Support customize scores for hotwords (#926)

pkufool · web-flow · commit a38881817c1c · 2024-05-31T12:34:30.000+08:00
* Support customize scores for hotwords

* Skip blank lines
diff --git a/sherpa-onnx/csrc/context-graph.h b/sherpa-onnx/csrc/context-graph.h
@@ -61,10 +61,9 @@ class ContextGraph {
   }
 
   ContextGraph(const std::vector<std::vector<int32_t>> &token_ids,
-               float context_score, const std::vector<float> &scores = {},
-               const std::vector<std::string> &phrases = {})
-      : ContextGraph(token_ids, context_score, 0.0f, scores, phrases,
-                     std::vector<float>()) {}
+               float context_score, const std::vector<float> &scores = {})

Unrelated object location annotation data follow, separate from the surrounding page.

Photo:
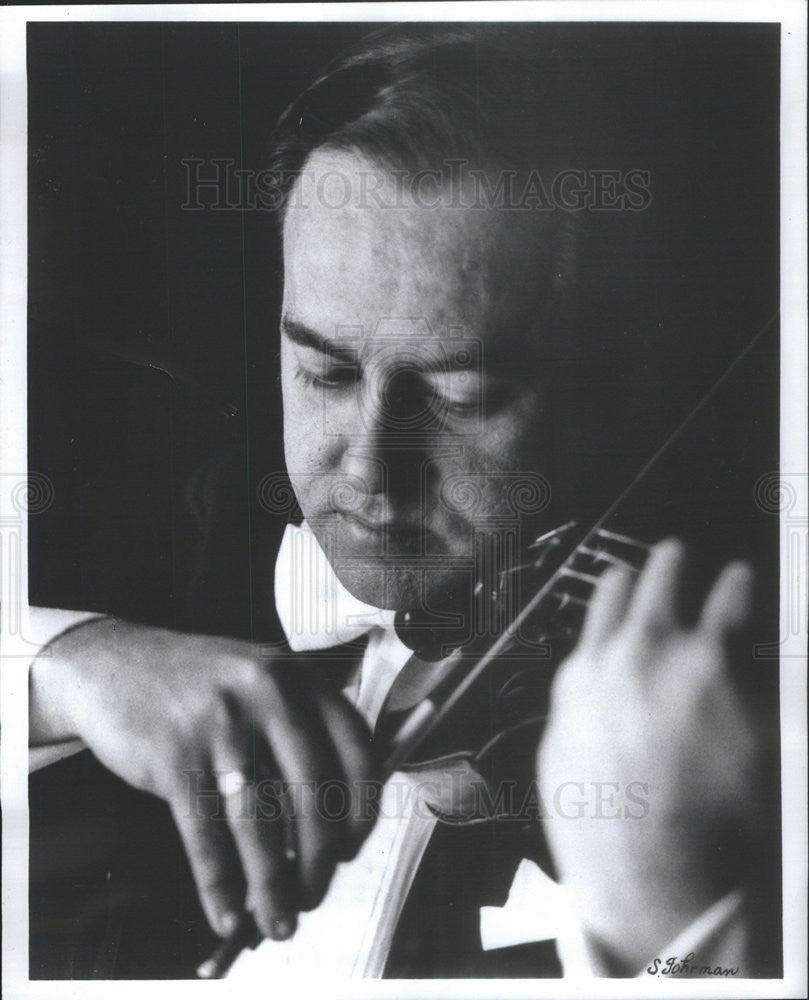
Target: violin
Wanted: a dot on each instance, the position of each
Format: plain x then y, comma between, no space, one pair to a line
473,711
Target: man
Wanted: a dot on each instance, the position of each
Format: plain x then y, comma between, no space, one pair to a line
448,317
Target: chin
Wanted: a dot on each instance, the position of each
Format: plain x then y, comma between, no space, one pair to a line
403,589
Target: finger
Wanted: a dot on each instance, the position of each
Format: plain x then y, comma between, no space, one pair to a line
352,742
212,855
308,762
654,610
257,821
729,605
607,606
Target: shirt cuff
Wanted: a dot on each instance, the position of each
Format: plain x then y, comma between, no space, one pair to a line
43,627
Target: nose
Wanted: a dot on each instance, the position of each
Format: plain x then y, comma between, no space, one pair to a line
379,450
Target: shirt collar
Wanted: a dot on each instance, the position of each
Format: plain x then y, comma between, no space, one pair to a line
315,609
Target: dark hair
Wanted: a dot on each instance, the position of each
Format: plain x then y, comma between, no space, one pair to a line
674,100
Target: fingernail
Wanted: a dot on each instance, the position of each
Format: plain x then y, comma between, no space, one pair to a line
281,928
206,970
228,922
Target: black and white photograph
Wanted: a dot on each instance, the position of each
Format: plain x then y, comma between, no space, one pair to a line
404,500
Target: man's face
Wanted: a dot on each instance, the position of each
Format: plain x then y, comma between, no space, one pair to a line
413,382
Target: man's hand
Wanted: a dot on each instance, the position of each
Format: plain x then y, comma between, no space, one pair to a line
178,714
646,699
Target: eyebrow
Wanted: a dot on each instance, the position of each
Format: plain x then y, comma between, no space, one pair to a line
305,336
499,363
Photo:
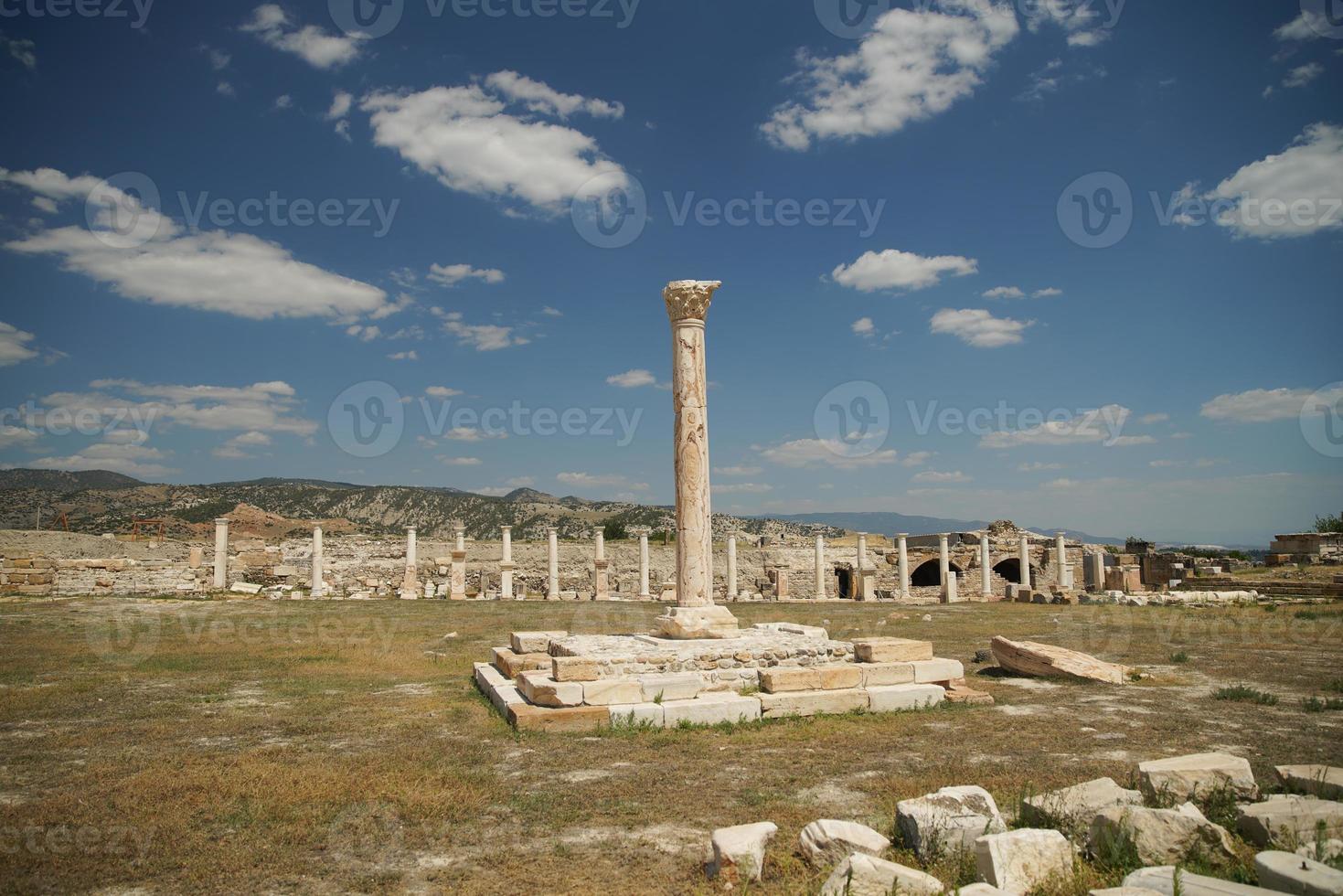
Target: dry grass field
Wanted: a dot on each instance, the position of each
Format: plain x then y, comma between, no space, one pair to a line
318,747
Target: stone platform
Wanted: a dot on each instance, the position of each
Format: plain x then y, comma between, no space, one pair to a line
560,681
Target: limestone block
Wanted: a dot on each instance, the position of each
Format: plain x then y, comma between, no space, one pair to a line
1182,776
1160,835
638,713
710,709
1288,818
1162,880
810,703
673,686
890,650
861,875
1077,805
739,852
900,698
1289,873
930,670
950,819
827,841
1325,782
612,690
887,673
546,690
575,669
1022,860
533,641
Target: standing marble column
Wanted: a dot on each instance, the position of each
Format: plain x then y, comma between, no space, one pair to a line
902,539
220,554
695,614
821,567
318,586
506,564
986,571
552,563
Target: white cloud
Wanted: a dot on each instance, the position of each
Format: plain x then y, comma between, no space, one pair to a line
1263,406
1296,192
465,137
978,326
454,274
633,379
911,66
933,477
208,271
893,269
15,346
314,45
544,100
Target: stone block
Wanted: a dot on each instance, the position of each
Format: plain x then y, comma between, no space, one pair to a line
575,669
710,709
533,641
1183,776
606,692
901,698
1022,860
890,650
810,703
861,875
544,690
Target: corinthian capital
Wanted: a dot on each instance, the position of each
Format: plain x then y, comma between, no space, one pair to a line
689,298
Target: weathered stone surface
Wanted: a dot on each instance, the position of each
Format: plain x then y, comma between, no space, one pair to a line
1287,818
544,690
1183,776
1162,880
710,709
1021,860
900,698
890,650
533,641
1325,782
739,852
950,819
1162,835
827,841
1077,805
1042,660
575,669
887,673
809,703
1289,873
607,692
861,875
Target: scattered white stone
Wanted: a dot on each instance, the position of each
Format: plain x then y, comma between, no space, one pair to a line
827,841
950,819
739,852
859,875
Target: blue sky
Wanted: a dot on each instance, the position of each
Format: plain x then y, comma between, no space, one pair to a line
234,234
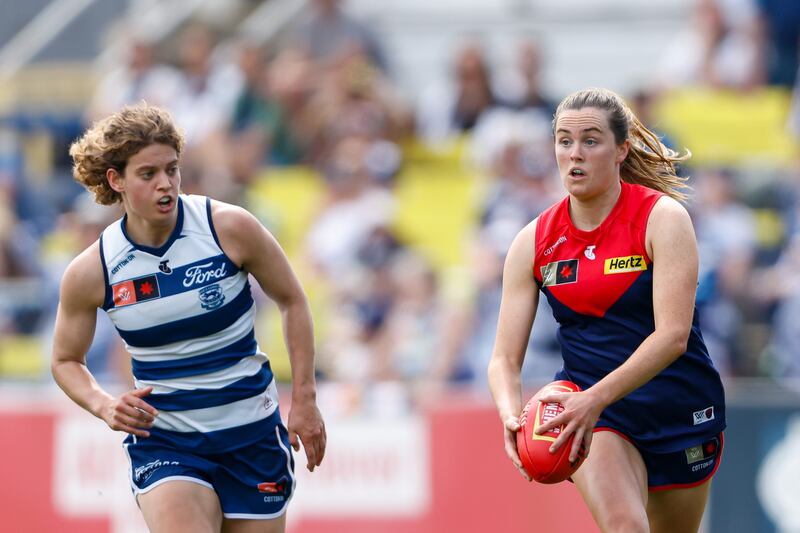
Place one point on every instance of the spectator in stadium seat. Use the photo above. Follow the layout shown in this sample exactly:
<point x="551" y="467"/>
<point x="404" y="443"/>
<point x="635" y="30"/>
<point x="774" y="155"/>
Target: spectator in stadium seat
<point x="726" y="244"/>
<point x="455" y="107"/>
<point x="138" y="77"/>
<point x="207" y="448"/>
<point x="779" y="25"/>
<point x="617" y="260"/>
<point x="328" y="32"/>
<point x="721" y="48"/>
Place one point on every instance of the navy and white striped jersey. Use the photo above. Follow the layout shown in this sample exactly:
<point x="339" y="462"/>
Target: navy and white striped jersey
<point x="186" y="315"/>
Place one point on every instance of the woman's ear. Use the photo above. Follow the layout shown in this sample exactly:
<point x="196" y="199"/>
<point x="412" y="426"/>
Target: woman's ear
<point x="115" y="180"/>
<point x="622" y="151"/>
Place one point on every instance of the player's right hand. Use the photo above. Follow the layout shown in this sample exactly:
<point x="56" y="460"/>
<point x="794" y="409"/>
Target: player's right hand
<point x="511" y="427"/>
<point x="130" y="413"/>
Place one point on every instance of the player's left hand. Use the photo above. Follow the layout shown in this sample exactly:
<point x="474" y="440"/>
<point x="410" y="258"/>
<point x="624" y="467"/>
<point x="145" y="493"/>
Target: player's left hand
<point x="305" y="423"/>
<point x="581" y="411"/>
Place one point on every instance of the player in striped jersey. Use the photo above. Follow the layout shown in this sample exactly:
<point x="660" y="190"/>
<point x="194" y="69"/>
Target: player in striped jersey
<point x="206" y="444"/>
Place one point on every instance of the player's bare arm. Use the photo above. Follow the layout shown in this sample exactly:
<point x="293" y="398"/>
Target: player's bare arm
<point x="82" y="292"/>
<point x="251" y="246"/>
<point x="517" y="312"/>
<point x="674" y="280"/>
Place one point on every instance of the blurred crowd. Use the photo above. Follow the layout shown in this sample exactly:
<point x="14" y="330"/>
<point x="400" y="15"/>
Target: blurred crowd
<point x="323" y="97"/>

+      : ContextGraph(token_ids, context_score, 0.0f, scores,
+                     std::vector<std::string>(), std::vector<float>()) {}
 
   std::tuple<float, const ContextState *, const ContextState *> ForwardOneStep(
       const ContextState *state, int32_t token_id,
diff --git a/sherpa-onnx/csrc/offline-recognizer-transducer-impl.h b/sherpa-onnx/csrc/offline-recognizer-transducer-impl.h
@@ -145,15 +145,35 @@ class OfflineRecognizerTransducerImpl : public OfflineRecognizerImpl {
     auto hws = std::regex_replace(hotwords, std::regex("/"), "\n");
     std::istringstream is(hws);
     std::vector<std::vector<int32_t>> current;
+    std::vector<float> current_scores;
     if (!EncodeHotwords(is, config_.model_config.modeling_unit, symbol_table_,
-                        bpe_encoder_.get(), &current)) {
+                        bpe_encoder_.get(), &current, &current_scores)) {
       SHERPA_ONNX_LOGE("Encode hotwords failed, skipping, hotwords are : %s",
                        hotwords.c_str());
     }
+
+    int32_t num_default_hws = hotwords_.size();
+    int32_t num_hws = current.size();
+
     current.insert(current.end(), hotwords_.begin(), hotwords_.end());
 
-    auto context_graph =
-        std::make_shared<ContextGraph>(current, config_.hotwords_score);
+    if (!current_scores.empty() && !boost_scores_.empty()) {
+      current_scores.insert(current_scores.end(), boost_scores_.begin(),
+                            boost_scores_.end());
+    } else if (!current_scores.empty() && boost_scores_.empty()) {
+      current_scores.insert(current_scores.end(), num_default_hws,
+                            config_.hotwords_score);
+    } else if (current_scores.empty() && !boost_scores_.empty()) {
+      current_scores.insert(current_scores.end(), num_hws,
+                            config_.hotwords_score);
+      current_scores.insert(current_scores.end(), boost_scores_.begin(),
+                            boost_scores_.end());
+    } else {
+      // Do nothing.
+    }
+
+    auto context_graph = std::make_shared<ContextGraph>(
+        current, config_.hotwords_score, current_scores);
     return std::make_unique<OfflineStream>(config_.feat_config, context_graph);
   }
 
@@ -226,13 +246,13 @@ class OfflineRecognizerTransducerImpl : public OfflineRecognizerImpl {
     }
 
     if (!EncodeHotwords(is, config_.model_config.modeling_unit, symbol_table_,
-                        bpe_encoder_.get(), &hotwords_)) {
+                        bpe_encoder_.get(), &hotwords_, &boost_scores_)) {
       SHERPA_ONNX_LOGE(
           "Failed to encode some hotwords, skip them already, see logs above "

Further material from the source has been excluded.